Habitantes del municipio de Corregidora, en Querétaro, denunciaron la instalación de un tiradero de basura a cielo abierto en el Ejido de Lourdes, a una distancia aproximada de 30 metros de viviendas donde familias han residido por más de dos décadas.
De acuerdo con lo expuesto por los propios vecinos, el sitio comenzó a operar durante varias semanas, generando afectaciones relacionadas con malos olores, presencia de fauna nociva, emisión de gases y preocupación por posibles enfermedades infecciosas.



La denuncia fue acompañada por el diputado federal Gilberto Herrera Ruiz, quien durante una rueda de prensa en la Cámara de Diputados advirtió sobre la necesidad de revisar las condiciones en las que operan estos espacios, señalando que el manejo de residuos no debe comprometer el derecho de la población a vivir en un entorno sano.

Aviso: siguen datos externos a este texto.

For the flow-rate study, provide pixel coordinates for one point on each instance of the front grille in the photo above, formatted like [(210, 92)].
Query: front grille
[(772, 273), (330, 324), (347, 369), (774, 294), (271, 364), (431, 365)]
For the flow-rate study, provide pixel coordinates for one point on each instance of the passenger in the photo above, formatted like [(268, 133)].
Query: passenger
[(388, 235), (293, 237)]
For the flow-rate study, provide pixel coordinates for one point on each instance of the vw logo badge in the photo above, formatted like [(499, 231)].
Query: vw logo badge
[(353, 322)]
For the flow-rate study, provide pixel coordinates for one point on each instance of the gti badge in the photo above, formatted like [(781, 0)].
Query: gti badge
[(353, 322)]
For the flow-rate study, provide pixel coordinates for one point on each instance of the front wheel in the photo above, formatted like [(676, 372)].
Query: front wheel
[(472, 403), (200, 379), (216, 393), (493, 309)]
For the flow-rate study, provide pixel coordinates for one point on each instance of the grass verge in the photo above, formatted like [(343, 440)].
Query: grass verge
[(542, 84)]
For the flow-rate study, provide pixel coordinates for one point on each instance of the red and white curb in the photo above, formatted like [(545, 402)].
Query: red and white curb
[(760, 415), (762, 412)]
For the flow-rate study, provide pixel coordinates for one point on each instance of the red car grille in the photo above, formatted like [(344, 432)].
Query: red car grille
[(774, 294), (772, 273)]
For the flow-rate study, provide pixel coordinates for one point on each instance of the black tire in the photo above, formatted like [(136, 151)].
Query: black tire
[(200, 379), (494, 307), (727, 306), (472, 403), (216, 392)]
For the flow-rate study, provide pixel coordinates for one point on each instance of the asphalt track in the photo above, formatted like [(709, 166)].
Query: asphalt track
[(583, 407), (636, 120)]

Según el testimonio de habitantes de la zona, el predio donde actualmente se deposita la basura habría sido presentado inicialmente como un proyecto distinto, lo que generó incertidumbre cuando comenzaron a observar la llegada de camiones recolectores y la acumulación de residuos.
Carlos Mendoza, representante de los vecinos de la colonia Praderas de La Loma, señaló que el tiradero habría operado durante aproximadamente tres semanas antes de que los habitantes decidieran bloquear el acceso al camino ejidal para impedir el paso de los camiones de basura.

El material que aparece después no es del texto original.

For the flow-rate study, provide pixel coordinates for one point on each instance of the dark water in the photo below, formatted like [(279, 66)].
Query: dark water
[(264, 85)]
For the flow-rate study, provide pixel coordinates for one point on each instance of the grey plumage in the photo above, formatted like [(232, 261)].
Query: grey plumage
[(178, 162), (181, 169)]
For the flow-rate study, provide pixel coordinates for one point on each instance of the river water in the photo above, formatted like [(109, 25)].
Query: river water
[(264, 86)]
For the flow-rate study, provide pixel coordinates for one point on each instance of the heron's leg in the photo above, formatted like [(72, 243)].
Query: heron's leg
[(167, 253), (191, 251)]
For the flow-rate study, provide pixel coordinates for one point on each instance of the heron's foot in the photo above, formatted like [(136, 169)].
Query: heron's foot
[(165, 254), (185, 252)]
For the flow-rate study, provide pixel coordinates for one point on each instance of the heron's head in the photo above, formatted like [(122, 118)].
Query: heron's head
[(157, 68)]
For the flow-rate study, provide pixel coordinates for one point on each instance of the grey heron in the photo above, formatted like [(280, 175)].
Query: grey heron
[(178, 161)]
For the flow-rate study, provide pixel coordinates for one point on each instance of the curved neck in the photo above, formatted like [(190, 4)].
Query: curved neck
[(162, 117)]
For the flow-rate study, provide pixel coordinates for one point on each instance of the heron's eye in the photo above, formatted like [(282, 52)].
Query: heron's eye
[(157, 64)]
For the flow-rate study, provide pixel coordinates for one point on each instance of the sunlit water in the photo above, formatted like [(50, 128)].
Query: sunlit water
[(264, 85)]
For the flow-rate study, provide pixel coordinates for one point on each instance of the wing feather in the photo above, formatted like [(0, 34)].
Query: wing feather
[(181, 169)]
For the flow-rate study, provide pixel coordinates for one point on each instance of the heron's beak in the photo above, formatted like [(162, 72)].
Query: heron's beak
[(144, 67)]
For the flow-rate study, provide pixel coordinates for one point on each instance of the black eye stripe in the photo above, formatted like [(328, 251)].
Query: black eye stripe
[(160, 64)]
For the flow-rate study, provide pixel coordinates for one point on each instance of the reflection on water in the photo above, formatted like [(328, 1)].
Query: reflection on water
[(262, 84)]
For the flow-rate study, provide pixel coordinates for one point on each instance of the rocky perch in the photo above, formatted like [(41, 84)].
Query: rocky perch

Los inconformes aseguran que el sitio no cuenta con las condiciones necesarias para el manejo adecuado de residuos, señalando la falta de sistemas de compactación, control de lixiviados y monitoreo de gases, lo que incrementa la preocupación por posibles filtraciones y contaminación.
Además, mencionaron que en las inmediaciones existe un canal de riego, lo que ha generado inquietud entre la población sobre el destino de los fluidos derivados de los desechos y su posible impacto en el entorno.

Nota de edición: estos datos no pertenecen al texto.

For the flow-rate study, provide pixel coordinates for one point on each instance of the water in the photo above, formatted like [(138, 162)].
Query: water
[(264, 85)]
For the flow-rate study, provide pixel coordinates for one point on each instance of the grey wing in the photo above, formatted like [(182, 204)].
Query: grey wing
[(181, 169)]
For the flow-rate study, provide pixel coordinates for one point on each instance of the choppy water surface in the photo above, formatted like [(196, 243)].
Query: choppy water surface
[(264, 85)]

Por su parte, autoridades municipales han señalado que el proyecto cuenta con documentación en regla; sin embargo, esto no ha disipado las dudas de los habitantes, quienes sostienen que los efectos ya son visibles en su vida diaria.
Otra de las preocupaciones expuestas por los vecinos es el antecedente de un tiradero cercano que, tras concluir su vida útil, continuó operando de manera irregular e incluso presentó incendios durante varios días, situación que en su momento también generó movilizaciones ciudadanas.
Ante este escenario, los habitantes han solicitado la intervención de autoridades federales, entre ellas la Procuraduría Federal de Protección al Ambiente (PROFEPA), la Comisión Nacional del Agua y la Secretaría de Medio Ambiente y Recursos Naturales, con el objetivo de que se realicen inspecciones y se determine la viabilidad del sitio.
Mientras tanto, la principal exigencia de la comunidad se mantiene: la reubicación del tiradero de basura y la garantía de que no existan riesgos para la salud de quienes habitan en la zona.
Porque cuando un problema ambiental se instala a unos cuantos metros de casa, deja de ser una preocupación lejana y se convierte en una realidad que impacta directamente en la vida cotidiana de las personas.